Natürlich habe ich auch unter schlimmster Folter nie geleugnet, was ich über Gott und den Weltgeist heraus fand. Amba hat mich im Kerker auch immer besucht und getröstet. Sonst hätte ich das nicht durchgehalten.

Und was ist der Dank? Die haben mich am Ende verbrannt. Und anstatt dass mein Atman , so heißt die unsterbliche Seele bei den Hindus, in den Brahman, also Weltgeist, aufgeht, werde ich in diesem Körper eines 11jährigen Horsts in diese Klasse 5b rein versetzt. Neben mir sitzt Amba, Nico und Deniz mir gegenüber und am Tische rechts boxt Jannis Yusuf in die Seite.

Vielleicht hätte ich das mit Hieronymus’ Schriften nicht machen sollen.

Das ist trotzdem nicht fair.

Einsatz im Unterricht

Thematisch ist es im Fragenkreis 1 – Die Frage nach dem Selbst: Ich und mein Leben zuzuordnen.

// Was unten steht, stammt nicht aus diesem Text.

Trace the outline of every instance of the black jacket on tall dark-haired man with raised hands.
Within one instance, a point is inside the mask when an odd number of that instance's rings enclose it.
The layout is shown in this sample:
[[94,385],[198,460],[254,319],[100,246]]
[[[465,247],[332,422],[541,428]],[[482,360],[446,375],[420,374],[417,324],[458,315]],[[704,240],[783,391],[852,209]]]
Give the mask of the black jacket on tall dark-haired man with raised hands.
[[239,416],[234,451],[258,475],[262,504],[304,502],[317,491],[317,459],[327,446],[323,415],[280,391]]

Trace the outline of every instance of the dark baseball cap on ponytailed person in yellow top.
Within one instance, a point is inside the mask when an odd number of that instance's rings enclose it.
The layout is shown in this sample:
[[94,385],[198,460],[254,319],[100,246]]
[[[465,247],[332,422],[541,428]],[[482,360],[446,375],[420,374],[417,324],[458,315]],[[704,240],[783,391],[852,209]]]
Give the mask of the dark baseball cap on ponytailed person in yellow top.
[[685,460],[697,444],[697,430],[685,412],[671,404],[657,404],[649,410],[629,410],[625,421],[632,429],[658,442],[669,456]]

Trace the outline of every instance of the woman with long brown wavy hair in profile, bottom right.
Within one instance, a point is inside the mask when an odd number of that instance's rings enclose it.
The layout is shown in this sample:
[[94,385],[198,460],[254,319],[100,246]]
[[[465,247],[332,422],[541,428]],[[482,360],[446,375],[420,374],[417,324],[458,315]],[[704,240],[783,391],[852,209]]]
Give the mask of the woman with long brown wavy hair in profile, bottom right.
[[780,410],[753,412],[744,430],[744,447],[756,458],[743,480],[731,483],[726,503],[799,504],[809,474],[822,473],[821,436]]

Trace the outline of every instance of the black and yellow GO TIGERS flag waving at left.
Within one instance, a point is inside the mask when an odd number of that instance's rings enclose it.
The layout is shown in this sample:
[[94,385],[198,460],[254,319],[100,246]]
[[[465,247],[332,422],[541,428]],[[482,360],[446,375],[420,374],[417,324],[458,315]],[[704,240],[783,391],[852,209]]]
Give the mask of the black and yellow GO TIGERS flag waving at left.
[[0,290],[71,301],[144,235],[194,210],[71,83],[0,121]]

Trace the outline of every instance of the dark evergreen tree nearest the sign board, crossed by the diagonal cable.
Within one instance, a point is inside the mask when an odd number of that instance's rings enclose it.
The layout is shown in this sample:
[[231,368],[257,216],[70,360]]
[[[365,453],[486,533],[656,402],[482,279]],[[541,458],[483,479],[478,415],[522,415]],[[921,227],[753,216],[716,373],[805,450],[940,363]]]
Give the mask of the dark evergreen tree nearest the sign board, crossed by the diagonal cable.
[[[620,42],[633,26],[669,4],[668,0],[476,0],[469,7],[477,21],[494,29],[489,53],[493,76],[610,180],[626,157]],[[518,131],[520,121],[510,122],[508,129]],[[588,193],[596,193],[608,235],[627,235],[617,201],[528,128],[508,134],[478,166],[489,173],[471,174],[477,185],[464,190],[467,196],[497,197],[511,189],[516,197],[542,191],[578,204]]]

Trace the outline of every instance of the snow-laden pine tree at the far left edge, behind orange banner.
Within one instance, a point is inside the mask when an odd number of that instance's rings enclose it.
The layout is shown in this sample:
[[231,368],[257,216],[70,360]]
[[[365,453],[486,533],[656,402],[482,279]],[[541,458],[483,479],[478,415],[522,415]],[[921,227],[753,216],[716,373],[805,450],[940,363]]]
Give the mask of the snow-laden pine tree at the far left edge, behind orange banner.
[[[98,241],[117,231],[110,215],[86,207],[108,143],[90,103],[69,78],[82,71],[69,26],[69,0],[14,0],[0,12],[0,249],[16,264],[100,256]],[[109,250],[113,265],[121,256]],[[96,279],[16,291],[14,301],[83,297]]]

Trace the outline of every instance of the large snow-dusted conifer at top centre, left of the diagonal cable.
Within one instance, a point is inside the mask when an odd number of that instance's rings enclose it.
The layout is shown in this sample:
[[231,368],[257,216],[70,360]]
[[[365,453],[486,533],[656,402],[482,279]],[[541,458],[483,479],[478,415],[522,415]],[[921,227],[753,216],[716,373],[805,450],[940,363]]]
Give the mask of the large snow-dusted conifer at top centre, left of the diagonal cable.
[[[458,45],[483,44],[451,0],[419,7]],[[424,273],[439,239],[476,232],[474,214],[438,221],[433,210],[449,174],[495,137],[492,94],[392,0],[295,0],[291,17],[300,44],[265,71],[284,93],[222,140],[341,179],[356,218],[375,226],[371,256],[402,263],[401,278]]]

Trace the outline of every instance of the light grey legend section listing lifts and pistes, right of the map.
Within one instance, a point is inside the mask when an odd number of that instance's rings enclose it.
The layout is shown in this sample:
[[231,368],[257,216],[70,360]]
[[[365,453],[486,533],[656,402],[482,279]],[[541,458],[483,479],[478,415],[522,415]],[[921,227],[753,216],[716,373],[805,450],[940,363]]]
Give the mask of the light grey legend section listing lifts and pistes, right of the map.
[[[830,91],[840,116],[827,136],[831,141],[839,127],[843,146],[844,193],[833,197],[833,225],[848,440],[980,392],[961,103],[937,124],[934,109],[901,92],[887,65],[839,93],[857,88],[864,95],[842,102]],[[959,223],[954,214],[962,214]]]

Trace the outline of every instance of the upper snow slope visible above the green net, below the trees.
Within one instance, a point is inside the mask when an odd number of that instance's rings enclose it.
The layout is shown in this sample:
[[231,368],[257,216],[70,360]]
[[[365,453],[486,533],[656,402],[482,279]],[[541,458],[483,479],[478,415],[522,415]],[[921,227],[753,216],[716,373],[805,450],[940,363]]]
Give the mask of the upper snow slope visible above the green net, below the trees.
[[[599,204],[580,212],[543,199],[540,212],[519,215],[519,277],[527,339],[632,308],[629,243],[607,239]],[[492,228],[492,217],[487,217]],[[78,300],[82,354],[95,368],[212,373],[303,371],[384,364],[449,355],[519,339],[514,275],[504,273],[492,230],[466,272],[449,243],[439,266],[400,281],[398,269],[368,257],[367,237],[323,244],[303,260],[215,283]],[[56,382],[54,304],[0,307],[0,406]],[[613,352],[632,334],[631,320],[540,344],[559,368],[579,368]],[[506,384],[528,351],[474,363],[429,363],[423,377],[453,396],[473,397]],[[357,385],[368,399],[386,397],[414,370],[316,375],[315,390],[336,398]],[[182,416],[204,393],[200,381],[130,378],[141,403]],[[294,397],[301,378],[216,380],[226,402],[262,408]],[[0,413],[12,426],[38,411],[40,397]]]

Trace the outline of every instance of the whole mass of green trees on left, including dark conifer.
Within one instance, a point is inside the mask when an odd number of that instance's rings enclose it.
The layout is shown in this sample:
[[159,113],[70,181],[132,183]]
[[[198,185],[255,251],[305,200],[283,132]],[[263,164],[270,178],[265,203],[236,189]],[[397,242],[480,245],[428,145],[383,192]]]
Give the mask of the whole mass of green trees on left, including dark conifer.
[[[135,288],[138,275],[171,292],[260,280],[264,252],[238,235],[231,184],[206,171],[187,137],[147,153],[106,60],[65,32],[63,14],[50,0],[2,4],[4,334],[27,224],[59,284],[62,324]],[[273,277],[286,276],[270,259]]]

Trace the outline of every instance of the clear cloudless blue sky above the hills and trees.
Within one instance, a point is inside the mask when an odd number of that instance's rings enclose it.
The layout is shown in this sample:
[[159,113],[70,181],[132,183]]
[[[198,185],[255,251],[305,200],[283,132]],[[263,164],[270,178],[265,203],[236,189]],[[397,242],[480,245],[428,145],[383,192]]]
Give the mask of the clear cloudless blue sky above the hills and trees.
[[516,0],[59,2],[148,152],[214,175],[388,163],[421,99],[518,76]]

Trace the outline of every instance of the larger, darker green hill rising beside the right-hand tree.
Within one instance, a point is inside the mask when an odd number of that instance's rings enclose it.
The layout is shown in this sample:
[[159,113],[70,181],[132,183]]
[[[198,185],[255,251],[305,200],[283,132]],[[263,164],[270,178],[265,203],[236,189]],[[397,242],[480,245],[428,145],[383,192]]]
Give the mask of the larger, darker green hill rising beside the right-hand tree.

Im Unterricht lassen sich idealerweise personale Kompetenzen, wie das Beschreiben eigener Stärken thematisieren. Dabei dürfen SuS auch ihre kulturellen / religiösen Wurzeln mit einfließen lassen und damit einen Beitrag zur Sachkompetenz leisten. Methodisch wird ein Gedankenexperiment eingefügt, sodass schon in einer frühen Phase kontrafaktisches Denken eingeübt werden kann, indem die sich die Schüler vorstellen können, in welche Rolle sie schlüpfen würden, könnte ihre Seele wandern. Mit dem Hinduismus wird eine nicht-monotheistische Religion eingeführt, die vielen SuS nicht bekannt ist, obwohl sie die drittstärkste Glaubensgemeinschaft ist. Und mit Giordano Bruno wird ein Wegbereiter der Aufklärung und des Humanismus namentlich (freilich im kontrafaktischem Szenario) eingeführt.